Carl Craig, “At Les (Christian Smith’s Hypnotica Remix)” (Planet E/Tronic)

Perhaps the most widely respected figure in dance music, Detroit native Carl Craig’s work tends not to be taken lightly by remixers. “At Les” was first released in 1993, and its warm synth line and skittering beat (closer to later broken-beat than trip-hop or jungle) make the track feel suspended in space and time. Stockholm-born, Germany-raised producer-DJ Christian Smith, who currently lives in Sao Paolo, grounds it with a crystalline four-to-the-floor track that splits the difference between trance and straight techno, teasing out the driving keyboard in a way that’s even shapelier than the original. It’s that rarest of things, a latter-day remix of an established favorite that improves it.

Cassius, “1999 (Tim Green Remix)” (Cassius)

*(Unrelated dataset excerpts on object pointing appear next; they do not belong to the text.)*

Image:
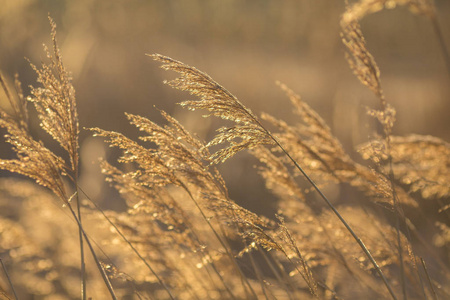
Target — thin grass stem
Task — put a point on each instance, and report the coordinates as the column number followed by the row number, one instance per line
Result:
column 131, row 246
column 429, row 279
column 9, row 279
column 331, row 206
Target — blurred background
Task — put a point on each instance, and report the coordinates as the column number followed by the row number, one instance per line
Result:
column 244, row 45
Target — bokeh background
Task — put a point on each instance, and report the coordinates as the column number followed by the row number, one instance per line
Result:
column 244, row 45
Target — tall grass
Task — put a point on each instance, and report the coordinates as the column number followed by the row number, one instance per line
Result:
column 183, row 237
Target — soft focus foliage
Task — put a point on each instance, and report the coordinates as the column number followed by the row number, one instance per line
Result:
column 179, row 233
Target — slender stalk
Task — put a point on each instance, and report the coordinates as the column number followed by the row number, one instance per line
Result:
column 82, row 256
column 9, row 279
column 331, row 206
column 94, row 255
column 132, row 247
column 429, row 279
column 218, row 238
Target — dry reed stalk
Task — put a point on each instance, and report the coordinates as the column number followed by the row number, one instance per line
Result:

Frenchmen Phillippe Zdar and Hubert “Boom Bass” Blanc-Francard have been behind everything from the last Phoenix album to the next Rapture one lately, but they made their name in house circles (after the mid-’90s Mo’ Wax trip-hop of La Funk Mob) by adopting the squishy house of their fellow Parisians Daft Punk to similarly effervescent ends. “1999” sounds now like a frothier blueprint for the later, more blaring approach of Justice, so it’s nice to hear the track reworked by Get Physical comer Tim Green (whose “Old Sunshine” has been a steady DJ favorite for a good while now). Green teases a section of it through the usual filters for nearly three steady-building minutes before unleashing the “Come on, baby” vocal snippet in its full pomp. The remix respects the original while sounding completely up to the minute.

Ross 154, “Until My Heart Stops . . .” (M>O>S)

Amsterdam’s Jochem Peteri is better known as Newworldaquarium, the name under which he manipulates vintage Detroit techno styles without sounding especially po-faced about it; his Feb. 5 set at Brooklyn’s Bunker during the first New York edition of the Unsound Festival is a level-headed scorcher (and available as part of the Bunker’s podcast series: number 66). Five years ago, Peteri first issued “Until My Heart Stops . . .” as Ross 154 and didn’t attract much notice, but a recent, acclaimed 12-inch repress reveal that its crinkling, chiming melody line and lunar string pads sound utterly timeless.